All Products
Search
Document Center

MaxCompute:Java SDK examples

Last Updated:Mar 26, 2026

The MaxCompute Storage API lets third-party engines — Spark on EMR, StarRocks, Presto, PAI, and Hologres — read MaxCompute table data directly. This topic shows you how to read MaxCompute table data using the Java SDK.

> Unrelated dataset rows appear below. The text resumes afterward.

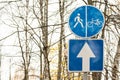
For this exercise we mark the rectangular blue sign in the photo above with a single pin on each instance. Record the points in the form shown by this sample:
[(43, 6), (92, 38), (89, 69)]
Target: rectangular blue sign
[(85, 55)]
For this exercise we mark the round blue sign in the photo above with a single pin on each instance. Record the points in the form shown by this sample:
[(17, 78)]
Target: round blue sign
[(86, 21)]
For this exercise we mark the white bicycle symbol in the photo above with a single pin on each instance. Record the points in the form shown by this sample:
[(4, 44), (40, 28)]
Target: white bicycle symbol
[(93, 22)]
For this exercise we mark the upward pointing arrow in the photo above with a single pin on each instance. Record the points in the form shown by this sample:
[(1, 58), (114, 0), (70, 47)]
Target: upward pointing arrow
[(86, 53)]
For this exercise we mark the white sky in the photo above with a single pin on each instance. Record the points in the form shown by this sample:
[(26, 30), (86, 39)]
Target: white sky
[(6, 30)]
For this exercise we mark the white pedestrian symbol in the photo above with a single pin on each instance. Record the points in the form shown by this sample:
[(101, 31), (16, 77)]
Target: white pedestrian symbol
[(78, 20)]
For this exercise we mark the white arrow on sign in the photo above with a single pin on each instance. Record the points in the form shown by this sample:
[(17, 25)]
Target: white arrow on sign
[(86, 53)]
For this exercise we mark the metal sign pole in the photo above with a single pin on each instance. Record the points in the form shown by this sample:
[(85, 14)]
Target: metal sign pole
[(85, 75)]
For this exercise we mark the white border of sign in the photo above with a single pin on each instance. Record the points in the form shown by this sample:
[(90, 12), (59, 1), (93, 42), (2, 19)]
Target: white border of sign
[(85, 15), (76, 56)]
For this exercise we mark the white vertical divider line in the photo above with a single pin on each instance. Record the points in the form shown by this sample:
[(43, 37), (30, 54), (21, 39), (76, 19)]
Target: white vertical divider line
[(86, 21)]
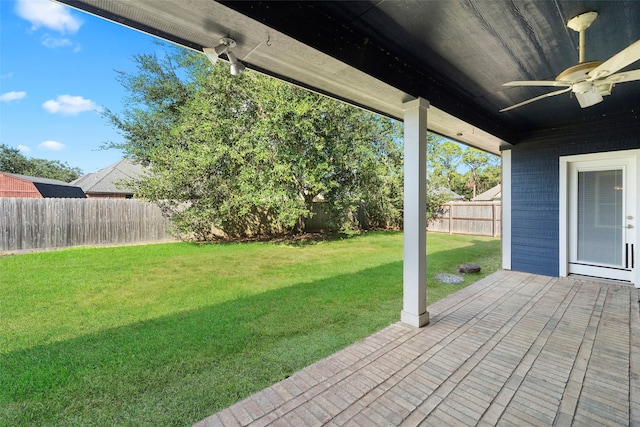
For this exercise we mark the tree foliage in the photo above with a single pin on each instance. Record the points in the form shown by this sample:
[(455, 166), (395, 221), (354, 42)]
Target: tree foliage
[(250, 154), (12, 161), (446, 159)]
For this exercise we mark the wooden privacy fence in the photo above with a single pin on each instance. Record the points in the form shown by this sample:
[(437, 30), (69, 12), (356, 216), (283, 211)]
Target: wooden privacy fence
[(478, 218), (57, 223)]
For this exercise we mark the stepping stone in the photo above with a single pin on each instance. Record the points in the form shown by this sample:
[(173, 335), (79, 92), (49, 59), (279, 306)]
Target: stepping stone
[(468, 268), (451, 279)]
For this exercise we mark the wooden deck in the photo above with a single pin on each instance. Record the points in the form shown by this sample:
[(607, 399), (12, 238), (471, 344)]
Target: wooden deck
[(513, 349)]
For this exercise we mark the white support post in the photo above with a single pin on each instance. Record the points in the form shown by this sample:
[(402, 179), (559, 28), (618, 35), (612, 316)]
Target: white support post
[(506, 209), (414, 311)]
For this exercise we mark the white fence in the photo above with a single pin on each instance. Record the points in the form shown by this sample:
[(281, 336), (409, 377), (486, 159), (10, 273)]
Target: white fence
[(477, 218), (27, 224)]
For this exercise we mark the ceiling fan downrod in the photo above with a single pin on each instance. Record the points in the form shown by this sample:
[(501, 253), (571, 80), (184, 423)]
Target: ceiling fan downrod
[(580, 24)]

The SDK exposes three primary interfaces:

Interface Purpose
TableReadSessionBuilder Builds a read session for a MaxCompute table
TableBatchReadSession Represents an active read session; provides splits and readers
SplitReader Reads a single split from a session

Prerequisites

Before you begin, ensure that you have:

  • A MaxCompute project with at least one table

  • An Alibaba Cloud AccessKey ID and AccessKey Secret with permissions to access the project

  • (Optional) A quota name for an exclusive Data Transmission Service (DTS) resource group

Only Alibaba Cloud VPC network connections are supported.

Add the Maven dependency

Search for odps-sdk-table-api in the Maven repository to find available versions. Add the following dependency to your pom.xml:

<dependency>
  <groupId>com.aliyun.odps</groupId>
  <artifactId>odps-sdk-table-api</artifactId>
  <version>0.48.8-public</version>
</dependency>

For the SDK source code, see odps-sdk-table-api on GitHub.

Read table data

The read flow follows three steps: configure credentials and environment settings, create a read session, then iterate over splits to read data.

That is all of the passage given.